The court, by assuming that responsibility, and the other branches of
government, by surrendering it, have permanently damaged the constitutional
order. Indeed, Thomas Jefferson believed that a judiciary with final
jurisdiction over the constitutionality of presidential and legislative
actions "would make the judiciary a despotic branch" of government.
Today, that despot has a name. It's Justice Anthony Kennedy. Kennedy rules
-- thanks to his status as the court's swing vote -- as the true King of
America.
For example, Congress and the president hammered out a system for treating
enemy combatants held at Guantanamo Bay -- at the behest of the court. But
that compromise wasn't to His Majesty's liking, so it was invalidated anyway
in Boumediene v.
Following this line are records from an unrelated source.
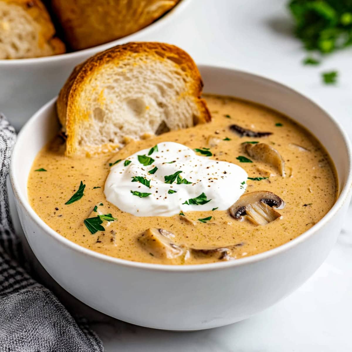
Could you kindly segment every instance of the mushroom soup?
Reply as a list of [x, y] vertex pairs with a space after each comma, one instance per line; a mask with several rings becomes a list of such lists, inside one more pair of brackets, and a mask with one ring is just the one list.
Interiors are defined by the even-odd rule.
[[68, 157], [58, 136], [32, 165], [32, 207], [87, 248], [163, 264], [253, 255], [320, 220], [338, 188], [317, 139], [266, 108], [206, 99], [211, 122], [132, 141], [117, 153]]

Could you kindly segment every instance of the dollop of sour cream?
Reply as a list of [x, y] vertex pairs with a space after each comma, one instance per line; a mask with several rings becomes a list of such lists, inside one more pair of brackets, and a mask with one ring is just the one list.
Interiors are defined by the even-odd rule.
[[104, 191], [108, 201], [136, 216], [170, 216], [228, 209], [244, 191], [247, 176], [235, 164], [164, 142], [112, 166]]

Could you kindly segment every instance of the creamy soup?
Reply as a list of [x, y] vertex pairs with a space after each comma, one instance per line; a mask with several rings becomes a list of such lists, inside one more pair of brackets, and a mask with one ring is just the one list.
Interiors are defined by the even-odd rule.
[[58, 136], [33, 163], [31, 206], [81, 246], [163, 264], [260, 253], [292, 240], [326, 214], [338, 185], [332, 163], [313, 136], [263, 106], [205, 98], [210, 123], [132, 141], [117, 153], [68, 157]]

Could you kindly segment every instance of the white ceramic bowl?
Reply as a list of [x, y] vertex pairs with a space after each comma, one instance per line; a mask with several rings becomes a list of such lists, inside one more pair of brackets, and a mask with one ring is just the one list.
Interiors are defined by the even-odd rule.
[[152, 40], [154, 33], [172, 30], [172, 24], [191, 0], [181, 0], [155, 22], [130, 35], [93, 48], [52, 56], [0, 60], [0, 112], [17, 130], [56, 95], [76, 65], [94, 54], [128, 42]]
[[33, 160], [57, 131], [55, 100], [52, 100], [23, 127], [12, 156], [11, 181], [26, 237], [42, 265], [69, 292], [98, 310], [137, 325], [174, 330], [206, 329], [238, 321], [273, 304], [298, 288], [324, 261], [341, 230], [351, 197], [350, 142], [326, 113], [272, 81], [226, 68], [199, 68], [206, 92], [265, 105], [313, 132], [335, 162], [339, 196], [332, 208], [306, 232], [247, 258], [180, 266], [99, 254], [52, 230], [28, 202], [27, 179]]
Bush, which gave members of al-Qaida more rights than
captured Nazis in WWII.
Indeed, the whole debate in Congress has been over to what extent the
Supreme Court should be running our POW system, not what our POW policy
should in fact be.
And just this week, Justice Kennedy issued a diktat in which he quashed
Louisiana's sovereign and popular decision to execute a man for raping his
8-year-old stepdaughter in a manner so brutal the details cannot be even
hinted at in this space. Why? Not because such executions violate the
sensibilities of the public, or the constitutional precedents, or even what
Kennedy calls "evolving standards" of decency, but simply because they are
at odds with the court's own sense of lese-majesté.
Supreme Court critic Mark Levin has it right when he says that "every time
the Supreme Court meets in secret conference, it sits as a constitutional
convention, rewriting the Constitution at will."
Aside from a legalistic-yet-lawless despotism that makes the meaning of our
constitution hinge on how much fiber Justice Kennedy's diet has on a
particular day, the result of this pathetic state of affairs is that the
first branch of government doesn't take itself seriously. It is merely a
caucus of goodie-givers, sent to Washington to dole out trinkets to whomever
it may. At least the president is still charged with life-or-death decisions
from time to time. But Congress doesn't take itself seriously, so who can
blame Americans for following its lead?